Proptech Needs to Complement, Not Replace, Interaction Between Tenants and Property Managers

Proptech Needs to Complement, Not Replace, Interaction Between Tenants and Property Managers

Proptech Needs to Complement, Not Replace, Interaction Between Tenants and Property Managers


Much has been written recently about the ways in which proptech is being utilized by commercial real estate developers and investors seeking to gain an edge on the competition. This past May, The New York Times proclaimed that proptech was doing nothing short of reshaping the commercial real estate sector, which has lagged behind other industries when it comes to embracing innovation. The paper of record forecast that tech tools geared to the way properties are bought, sold and managed were poised to shake up commercial real estate in the same way tech permutations have altered other industries. These include the impact of Uber and Lyft on the taxi business and Airbnb’s influence on the traditional lodging industry, the Times pointed out.

If the overall commercial real estate industry has been slow to adopt new methods, property management is one of the last bastions within the sector to embrace change.

According to the 2020 commercial real estate outlook from Deloitte, tenant experience may be a top priority, but for a majority of those surveyed digital tenant experience is not a core competency.

Respondents, however, recognized that emerging technology not only could improve the tenant experience, but could also increase the operational efficiency of their properties and, thus, lower costs. The Deloitte’s survey found that that 92 percent of the 750 respondents polled planned to maintain or increase their tenant experience-related tech investments over the next 18 months.

Undoubtedly, there is a great deal of efficiency and ease that is provided through property management software systems. At Olive Hill, for instance, the Energy Management System allows us to operate our heating and cooling building systems by suite without having to physically adjust the actual equipment. These systems allow engineering teams to spend more time addressing complex matters involving the overall operations of the buildings’ systems.

We are also in the process of implementing a new tenant service and work order portal within our office portfolio, starting with our property at 520 Broadway in Santa Monica, Calif., located in the heart of Silicon Beach. The portal will address the ease-of-use and convenience that tenants are demanding today by providing information in one centralized online location. Tenants can access and submit requests for services, such as after-hours air-conditioning, access cards, freight elevator reservations, and both tenants and property managers can track the status of inquiries until they are completed.
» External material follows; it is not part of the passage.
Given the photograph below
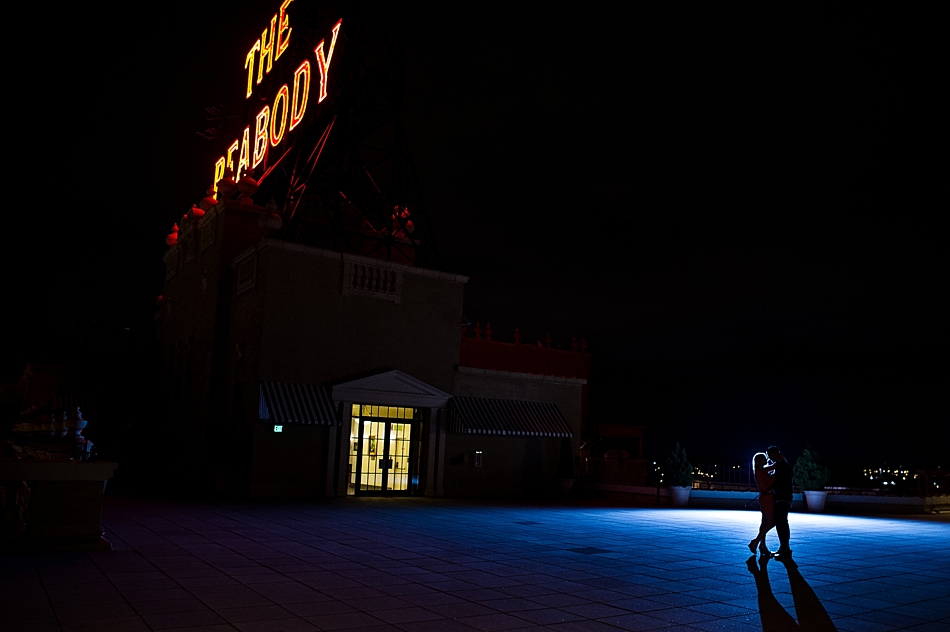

Tenants will also be able to reserve amenities seamlessly online, such as bikes, ping pong tables or putting greens. This provides efficiencies for both sides.

As helpful as these systems are for improving operating capabilities and enhancing the digital tenant experience, they undoubtedly take away from personal interaction between property managers and tenants.

If tenants only connect with property managers though electronic means, they can become alienated and dissatisfied when their needs aren’t being adequately addressed. This is similar to the frustration customers feel when a service line devolves into a phone tree menu that takes them into an infuriating warren of automated choices without providing an actual person to speak to. Irritated tenants, of course, don’t tend to renew leases. Frequent tenant turnover and vacancies can erode profits and destabilize a commercial asset.

To avoid such pitfalls, technology needs to be used in combination with property managers’ traditional skill set and direct tenant interaction. Historically, the biggest challenge for property managers is having enough time to engage with tenants outside of the reporting and system oversight aspects of the role.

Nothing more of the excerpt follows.